His tongue was swollen and “lividly discolored” due to damage to the tongue’s capillaries, the authors said.
Cases of people getting their tongues stuck in bottles are rare, but they do happen, particularly among children, the authors said. In previously reported cases, doctors often needed to cut the bottle and place the child under anesthesia to remove the tongue.
There has been only one other previously reported case of doctors using a positive-pressure method to release the tongue, similar to the one used in the current case. But the former case was published over 30 years ago and “obviously had largely been forgotten,” Eich said.

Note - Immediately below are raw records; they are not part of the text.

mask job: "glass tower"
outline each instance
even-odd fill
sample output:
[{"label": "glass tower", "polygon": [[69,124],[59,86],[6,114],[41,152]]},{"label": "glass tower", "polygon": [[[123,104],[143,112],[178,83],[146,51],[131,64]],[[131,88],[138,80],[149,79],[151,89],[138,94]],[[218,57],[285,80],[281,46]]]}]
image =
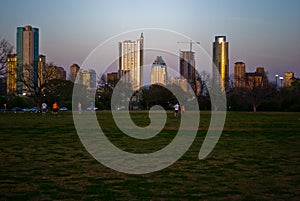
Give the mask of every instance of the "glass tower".
[{"label": "glass tower", "polygon": [[[39,29],[29,25],[17,28],[17,93],[31,93],[38,86]],[[30,89],[26,88],[20,78]]]},{"label": "glass tower", "polygon": [[[215,42],[213,43],[213,65],[219,71],[222,91],[226,91],[229,81],[228,42],[226,42],[226,36],[215,37]],[[215,70],[213,72],[216,73]],[[213,77],[214,79],[216,78],[215,75]]]},{"label": "glass tower", "polygon": [[196,91],[195,52],[180,51],[179,70],[182,78],[186,79]]}]

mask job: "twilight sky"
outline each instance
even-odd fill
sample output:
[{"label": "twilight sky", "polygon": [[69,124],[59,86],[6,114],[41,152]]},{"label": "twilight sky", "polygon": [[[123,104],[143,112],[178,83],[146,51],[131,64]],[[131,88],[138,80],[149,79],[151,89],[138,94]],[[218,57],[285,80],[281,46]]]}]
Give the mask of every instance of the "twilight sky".
[{"label": "twilight sky", "polygon": [[[1,0],[0,5],[0,38],[16,46],[18,26],[38,27],[40,53],[66,70],[117,34],[162,28],[200,41],[209,55],[215,35],[226,35],[230,74],[234,62],[244,61],[247,71],[264,66],[271,79],[286,71],[300,77],[299,0]],[[169,40],[174,51],[189,47]],[[109,51],[117,55],[117,44]]]}]

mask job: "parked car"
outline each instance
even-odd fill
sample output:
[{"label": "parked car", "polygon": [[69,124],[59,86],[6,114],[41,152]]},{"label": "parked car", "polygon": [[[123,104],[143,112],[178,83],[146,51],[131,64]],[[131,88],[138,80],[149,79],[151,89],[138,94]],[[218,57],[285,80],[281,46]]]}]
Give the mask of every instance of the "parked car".
[{"label": "parked car", "polygon": [[68,108],[67,107],[61,107],[59,108],[60,111],[68,111]]},{"label": "parked car", "polygon": [[88,110],[88,111],[91,111],[91,110],[94,110],[94,111],[96,111],[96,110],[98,110],[98,108],[97,107],[88,107],[88,108],[86,108],[86,110]]},{"label": "parked car", "polygon": [[20,108],[20,107],[14,107],[11,111],[13,111],[13,112],[19,112],[19,111],[22,111],[22,108]]},{"label": "parked car", "polygon": [[37,113],[37,112],[39,112],[39,111],[40,111],[40,109],[39,109],[38,107],[33,107],[33,108],[30,109],[30,112],[35,112],[35,113]]},{"label": "parked car", "polygon": [[28,107],[25,107],[22,109],[23,112],[30,112],[30,109]]},{"label": "parked car", "polygon": [[125,110],[125,106],[119,106],[117,107],[117,110]]}]

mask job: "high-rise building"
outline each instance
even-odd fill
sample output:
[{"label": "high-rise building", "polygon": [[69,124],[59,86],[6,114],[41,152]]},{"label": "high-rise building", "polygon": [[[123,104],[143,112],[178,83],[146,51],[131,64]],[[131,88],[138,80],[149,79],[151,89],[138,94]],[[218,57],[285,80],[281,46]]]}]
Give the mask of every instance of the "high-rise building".
[{"label": "high-rise building", "polygon": [[[39,29],[29,25],[17,28],[17,76],[30,86],[38,85]],[[17,93],[30,93],[17,79]]]},{"label": "high-rise building", "polygon": [[118,82],[118,73],[117,72],[111,72],[107,73],[107,84],[109,86],[115,86]]},{"label": "high-rise building", "polygon": [[63,67],[48,66],[46,68],[48,80],[66,80],[66,71]]},{"label": "high-rise building", "polygon": [[79,72],[80,67],[78,66],[78,64],[73,64],[72,66],[70,66],[70,81],[71,82],[75,82],[76,80],[76,76],[77,73]]},{"label": "high-rise building", "polygon": [[182,78],[186,79],[192,89],[196,91],[195,52],[180,51],[179,70]]},{"label": "high-rise building", "polygon": [[[226,36],[216,36],[213,43],[213,65],[220,74],[220,84],[223,91],[228,89],[229,81],[229,59],[228,59],[228,42]],[[215,70],[213,70],[215,74]],[[213,74],[215,79],[216,75]]]},{"label": "high-rise building", "polygon": [[245,87],[246,65],[244,62],[234,63],[234,87]]},{"label": "high-rise building", "polygon": [[187,92],[187,80],[182,77],[171,77],[171,84],[179,86],[184,92]]},{"label": "high-rise building", "polygon": [[144,37],[135,41],[119,42],[119,78],[124,76],[125,82],[131,83],[132,88],[138,90],[142,86],[142,67],[144,64]]},{"label": "high-rise building", "polygon": [[283,86],[290,87],[292,85],[293,79],[294,79],[294,73],[293,72],[285,72],[284,73]]},{"label": "high-rise building", "polygon": [[268,85],[264,67],[257,67],[255,72],[246,73],[246,87],[263,87]]},{"label": "high-rise building", "polygon": [[151,68],[151,84],[167,84],[167,65],[161,56],[157,56]]},{"label": "high-rise building", "polygon": [[96,71],[93,69],[80,69],[79,83],[87,88],[96,88]]},{"label": "high-rise building", "polygon": [[17,55],[10,54],[7,56],[7,81],[6,93],[14,95],[17,92]]},{"label": "high-rise building", "polygon": [[66,80],[67,73],[63,67],[57,67],[57,79]]},{"label": "high-rise building", "polygon": [[44,82],[44,71],[46,68],[46,56],[39,55],[39,63],[38,63],[38,86],[40,87]]}]

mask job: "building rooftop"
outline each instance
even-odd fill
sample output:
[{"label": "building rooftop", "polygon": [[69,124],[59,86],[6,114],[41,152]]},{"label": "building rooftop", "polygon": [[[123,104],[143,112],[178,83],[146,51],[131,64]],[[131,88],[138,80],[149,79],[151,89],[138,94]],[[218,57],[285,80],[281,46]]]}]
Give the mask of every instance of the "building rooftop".
[{"label": "building rooftop", "polygon": [[162,59],[162,56],[157,56],[155,61],[153,62],[153,65],[160,65],[160,66],[165,66],[166,63]]}]

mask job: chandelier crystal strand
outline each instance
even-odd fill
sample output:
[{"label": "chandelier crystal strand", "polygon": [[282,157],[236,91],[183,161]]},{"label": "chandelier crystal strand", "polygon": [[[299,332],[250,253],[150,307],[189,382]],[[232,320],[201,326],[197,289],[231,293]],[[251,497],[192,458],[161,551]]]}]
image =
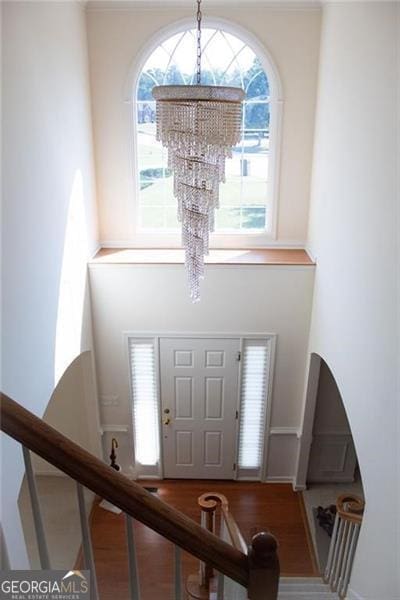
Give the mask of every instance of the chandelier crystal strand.
[{"label": "chandelier crystal strand", "polygon": [[197,0],[197,85],[201,84],[201,0]]},{"label": "chandelier crystal strand", "polygon": [[153,88],[157,140],[168,149],[192,302],[200,300],[204,256],[219,208],[225,161],[241,139],[244,91],[201,85],[201,0],[197,0],[197,85]]}]

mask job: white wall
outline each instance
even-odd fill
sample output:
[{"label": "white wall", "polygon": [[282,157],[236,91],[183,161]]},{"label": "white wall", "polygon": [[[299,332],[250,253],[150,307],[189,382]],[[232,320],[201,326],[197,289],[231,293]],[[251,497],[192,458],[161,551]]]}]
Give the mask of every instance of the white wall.
[{"label": "white wall", "polygon": [[[291,480],[301,419],[314,268],[207,266],[199,304],[189,300],[183,265],[90,266],[102,423],[129,426],[124,332],[276,333],[268,476]],[[125,342],[125,343],[124,343]],[[121,466],[131,464],[125,434]],[[110,440],[108,440],[109,442]],[[126,455],[126,452],[129,452]]]},{"label": "white wall", "polygon": [[313,432],[318,435],[332,431],[351,433],[335,379],[326,363],[321,361]]},{"label": "white wall", "polygon": [[[243,7],[207,2],[205,17],[226,19],[248,31],[272,56],[282,79],[283,138],[279,183],[278,242],[301,243],[307,235],[317,86],[320,10]],[[99,6],[100,5],[100,6]],[[100,238],[133,242],[132,105],[125,102],[132,66],[149,39],[168,25],[194,19],[194,6],[176,2],[88,9],[88,39]],[[103,8],[103,6],[105,6]],[[194,21],[193,21],[194,22]],[[134,157],[135,160],[135,157]]]},{"label": "white wall", "polygon": [[[84,270],[97,246],[97,224],[85,14],[75,2],[3,2],[1,7],[1,387],[41,416],[61,374],[55,373],[56,347],[64,368],[67,358],[88,349],[89,338],[81,331],[87,329]],[[68,224],[78,216],[70,231],[79,232],[79,243],[72,243],[72,236],[64,244]],[[71,273],[71,247],[80,251],[73,256],[80,266],[79,290],[65,275]],[[23,568],[27,560],[17,514],[21,451],[7,436],[2,442],[3,527],[11,565]]]},{"label": "white wall", "polygon": [[384,2],[324,9],[310,225],[318,262],[310,352],[332,370],[356,445],[366,513],[351,597],[370,600],[400,597],[398,11]]},{"label": "white wall", "polygon": [[[43,419],[73,442],[102,456],[97,402],[92,355],[86,351],[70,364],[61,377]],[[33,456],[33,469],[37,475],[63,474],[38,456]]]}]

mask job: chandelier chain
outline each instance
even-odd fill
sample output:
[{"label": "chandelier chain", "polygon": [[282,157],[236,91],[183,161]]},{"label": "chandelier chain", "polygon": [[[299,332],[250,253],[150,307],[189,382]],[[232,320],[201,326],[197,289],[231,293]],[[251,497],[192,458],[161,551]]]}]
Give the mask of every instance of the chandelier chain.
[{"label": "chandelier chain", "polygon": [[197,84],[201,83],[201,0],[197,0]]}]

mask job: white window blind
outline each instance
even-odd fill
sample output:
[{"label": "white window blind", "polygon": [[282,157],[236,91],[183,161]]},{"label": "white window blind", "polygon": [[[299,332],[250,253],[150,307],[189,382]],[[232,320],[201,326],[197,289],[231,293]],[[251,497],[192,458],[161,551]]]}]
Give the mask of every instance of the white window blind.
[{"label": "white window blind", "polygon": [[160,443],[153,340],[129,339],[129,357],[135,457],[142,465],[156,465],[160,460]]},{"label": "white window blind", "polygon": [[245,342],[241,384],[239,469],[260,469],[262,464],[268,363],[267,340]]}]

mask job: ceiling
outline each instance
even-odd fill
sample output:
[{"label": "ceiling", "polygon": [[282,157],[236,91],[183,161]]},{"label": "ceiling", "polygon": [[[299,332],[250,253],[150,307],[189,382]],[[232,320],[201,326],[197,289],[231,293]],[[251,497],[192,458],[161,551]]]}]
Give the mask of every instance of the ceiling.
[{"label": "ceiling", "polygon": [[[196,0],[86,0],[84,2],[89,10],[99,9],[129,9],[147,8],[149,10],[168,9],[170,7],[193,7]],[[230,6],[231,8],[243,8],[246,6],[263,6],[268,8],[293,8],[293,9],[315,9],[320,8],[323,0],[203,0],[202,7],[207,6]]]}]

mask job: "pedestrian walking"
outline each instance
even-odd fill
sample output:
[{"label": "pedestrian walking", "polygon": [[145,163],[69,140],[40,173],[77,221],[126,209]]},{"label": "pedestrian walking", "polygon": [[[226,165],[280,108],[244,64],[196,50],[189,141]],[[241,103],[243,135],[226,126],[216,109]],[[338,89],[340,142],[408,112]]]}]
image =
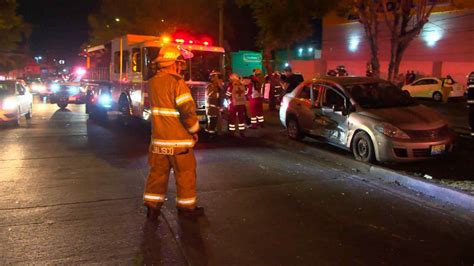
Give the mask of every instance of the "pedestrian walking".
[{"label": "pedestrian walking", "polygon": [[263,93],[265,90],[265,77],[262,70],[256,68],[253,71],[251,83],[248,86],[248,98],[250,107],[251,128],[263,127],[265,118],[263,116]]},{"label": "pedestrian walking", "polygon": [[168,179],[173,169],[176,179],[178,214],[200,216],[196,205],[196,159],[193,147],[198,140],[199,121],[191,92],[181,77],[186,59],[193,54],[176,46],[161,48],[155,63],[157,74],[149,81],[152,109],[152,139],[148,163],[150,172],[143,195],[147,217],[156,221],[165,201]]},{"label": "pedestrian walking", "polygon": [[[227,87],[226,96],[230,100],[229,104],[229,134],[235,134],[237,129],[241,137],[245,134],[245,114],[247,112],[245,104],[247,102],[247,89],[241,82],[240,77],[232,73],[229,76],[230,83]],[[237,127],[238,126],[238,127]]]},{"label": "pedestrian walking", "polygon": [[443,79],[443,84],[441,85],[441,92],[443,93],[443,103],[448,102],[449,95],[453,90],[454,83],[455,81],[450,75],[447,75],[446,78]]},{"label": "pedestrian walking", "polygon": [[212,71],[209,74],[209,85],[207,86],[207,97],[206,97],[206,115],[207,125],[205,131],[210,134],[211,137],[216,136],[217,126],[221,118],[220,114],[220,98],[224,81],[220,72]]}]

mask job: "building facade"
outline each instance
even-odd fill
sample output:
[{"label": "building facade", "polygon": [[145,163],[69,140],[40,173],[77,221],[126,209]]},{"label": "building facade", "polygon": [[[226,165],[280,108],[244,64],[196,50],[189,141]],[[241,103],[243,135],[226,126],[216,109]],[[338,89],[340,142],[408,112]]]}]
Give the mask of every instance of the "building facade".
[{"label": "building facade", "polygon": [[[387,76],[390,34],[383,20],[379,24],[379,60],[382,77]],[[344,65],[351,75],[365,75],[370,47],[357,20],[335,14],[323,21],[321,59],[292,61],[306,78]],[[413,70],[420,76],[451,75],[461,83],[474,71],[474,1],[438,0],[429,22],[404,53],[399,73]],[[314,73],[314,74],[311,74]],[[309,76],[308,76],[309,75]]]}]

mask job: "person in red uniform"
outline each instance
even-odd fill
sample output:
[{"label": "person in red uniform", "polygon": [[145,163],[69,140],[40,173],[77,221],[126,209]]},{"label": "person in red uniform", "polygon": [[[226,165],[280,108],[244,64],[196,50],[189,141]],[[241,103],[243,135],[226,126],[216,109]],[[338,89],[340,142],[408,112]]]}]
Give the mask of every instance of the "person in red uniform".
[{"label": "person in red uniform", "polygon": [[[229,133],[235,134],[237,128],[241,137],[244,137],[245,132],[245,104],[247,102],[246,95],[247,89],[240,77],[232,73],[229,76],[230,83],[227,87],[226,96],[230,100],[229,104]],[[237,127],[238,120],[238,127]]]},{"label": "person in red uniform", "polygon": [[265,121],[263,116],[263,93],[265,90],[265,77],[262,70],[256,68],[253,72],[252,82],[249,84],[248,97],[250,106],[251,128],[263,127]]},{"label": "person in red uniform", "polygon": [[176,46],[162,47],[154,61],[158,72],[149,81],[152,140],[148,157],[150,172],[143,201],[151,221],[156,221],[160,215],[171,169],[176,179],[178,214],[204,214],[204,209],[196,205],[196,159],[193,153],[199,121],[196,104],[180,75],[186,66],[185,59],[192,56]]}]

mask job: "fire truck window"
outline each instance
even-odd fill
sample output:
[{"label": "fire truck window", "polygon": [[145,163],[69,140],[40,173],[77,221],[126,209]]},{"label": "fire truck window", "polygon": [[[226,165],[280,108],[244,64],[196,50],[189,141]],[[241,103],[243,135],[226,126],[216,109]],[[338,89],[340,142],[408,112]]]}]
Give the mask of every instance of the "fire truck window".
[{"label": "fire truck window", "polygon": [[130,65],[130,53],[128,51],[123,51],[122,56],[122,73],[127,73],[128,66]]},{"label": "fire truck window", "polygon": [[132,49],[132,71],[142,72],[142,53],[140,48]]},{"label": "fire truck window", "polygon": [[114,53],[114,73],[120,73],[120,52]]},{"label": "fire truck window", "polygon": [[[122,52],[122,73],[127,73],[128,64],[130,62],[130,54],[128,51]],[[114,53],[114,73],[120,73],[120,52]]]},{"label": "fire truck window", "polygon": [[142,71],[142,77],[143,80],[149,80],[151,79],[157,69],[156,69],[156,64],[153,63],[153,60],[158,56],[158,53],[160,52],[159,47],[145,47],[143,48],[143,71]]}]

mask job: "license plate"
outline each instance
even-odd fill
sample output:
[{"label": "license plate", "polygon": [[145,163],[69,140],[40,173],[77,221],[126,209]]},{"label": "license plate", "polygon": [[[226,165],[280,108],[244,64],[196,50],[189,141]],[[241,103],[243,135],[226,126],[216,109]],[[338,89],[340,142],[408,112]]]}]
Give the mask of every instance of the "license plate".
[{"label": "license plate", "polygon": [[205,121],[206,120],[205,115],[198,115],[197,118],[198,118],[199,121]]},{"label": "license plate", "polygon": [[434,145],[431,146],[431,155],[443,154],[446,151],[446,145]]},{"label": "license plate", "polygon": [[69,97],[69,101],[75,101],[75,100],[76,100],[76,97],[74,96]]}]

Eich’s idea to inject air into the bottle was inspired by his recollection of “successfully uncorking a wine bottle” while he was an anesthesiologist-in-training with the use of a similar syringe-and-cannula technique when he didn’t have a bottle opener available, he said.
After the boy’s tongue was freed, doctors gave him medication to reduce the swelling. After 24 hours, the boy was released from the hospital. For three days afterward, the front part of the boy’s tongue was discolored, but after two weeks, his tongue had fully healed, the report said.